In Berlin steuerte Holy Bowly zuletzt fast zwei Dutzend Ablieferorte an, in Regensburg ein Dutzend. Die Kunden waren offenbar sehr zufrieden. „Ich habe den Service in meine wöchentliche Lunch-Routine integriert und finde es toll, wie einfach alles funktioniert“, sagt Evan Swisher, sogenannter Community Lead beim Bürovermieter WeWork in Berlin. „Zu wissen, dass es nicht nur gut für mich, sondern auch gut für die Umwelt ist, ist ein großer Bonus.“
Bonnert ist seit Juli des vergangenen Jahres dabei, er war früher bei einem großen Konsumgüterhersteller und verbrachte mehrere Jahre in Schanghai. Der Betriebswirt löste als CEO den Gründer Fabian Kreipl ab, der sich nun um die Produktentwicklung kümmert.
Neun Mitarbeiter
In Asien sei ihm beim Tauchen aufgefallen, wie viel Plastik in den Meeren treibe, mitunter genau dieselben Verpackungen, die er selbst verkaufte.
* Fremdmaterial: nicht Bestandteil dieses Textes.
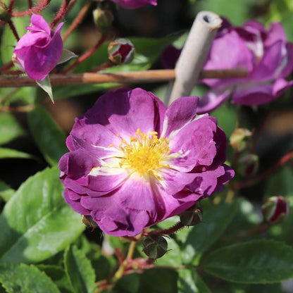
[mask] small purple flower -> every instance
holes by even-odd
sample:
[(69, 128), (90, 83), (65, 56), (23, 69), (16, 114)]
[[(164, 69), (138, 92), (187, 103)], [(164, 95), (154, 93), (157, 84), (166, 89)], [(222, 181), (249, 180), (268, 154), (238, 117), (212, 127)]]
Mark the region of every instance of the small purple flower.
[(112, 0), (113, 2), (127, 9), (135, 9), (145, 5), (156, 5), (156, 0)]
[[(180, 51), (168, 48), (161, 57), (163, 65), (175, 63)], [(280, 23), (268, 30), (261, 23), (249, 20), (235, 27), (223, 19), (211, 48), (204, 69), (246, 68), (246, 78), (206, 79), (211, 89), (199, 102), (197, 113), (210, 112), (230, 96), (232, 101), (247, 106), (268, 103), (293, 84), (287, 81), (293, 70), (293, 44), (287, 42)]]
[(42, 80), (58, 64), (63, 49), (60, 35), (63, 23), (60, 23), (55, 32), (41, 15), (33, 14), (30, 18), (32, 26), (18, 41), (13, 51), (13, 59), (36, 80)]
[(59, 161), (64, 198), (106, 233), (134, 236), (220, 190), (226, 137), (198, 98), (167, 108), (152, 93), (121, 89), (76, 118)]
[(232, 101), (247, 106), (269, 103), (280, 96), (293, 81), (285, 77), (293, 70), (293, 44), (287, 42), (280, 23), (268, 30), (249, 20), (242, 27), (227, 21), (213, 42), (204, 69), (247, 68), (243, 79), (205, 80), (211, 89), (199, 103), (199, 113), (213, 111), (232, 96)]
Daher sei es ihm heute besonders wichtig, Müll zu vermeiden. „Ich will Teil der Lösung sein, nicht des Problems.“ Neun Mitarbeiter beschäftigt Holy Bowly, das sich über Crowdfunding und Risikokapitalgeber finanziert.
Der bekannteste Konkurrent hierzulande ist wohl Lieferando, eine Marke des niederländischen Konzerns Takeaway. Dann ist da noch Hellofresh, ein börsennotiertes Unternehmen, das Pakete verschickt, in denen die Kunden alles finden, was sie zum Kochen brauchen.
Und es entstehen in diesen Tagen auch regionale Konkurrenten. Support Your Local Gastro etwa ist eine Liefer-Initiative, um Gasthäuser zu unterstützen, die in diesen Tagen nicht öffnen dürfen. Sie setzt ebenfalls auf Mehrwegverpackung.
An seinen heiligen, umweltfreundlichen Schüsseln hält Bonnert trotz Corona eisern fest. In den beteiligten Gaststätten sei garantiert, dass sie bei mindestens 85 Grad gewaschen würden. „Vor allem jetzt, wo immer mehr Menschen online Lebensmittel und Essen bestellen, türmen sich die Müllberge“, meint der Unternehmer. Da sei Holy Bowly die richtige Alternative für eine nachhaltige Versorgung.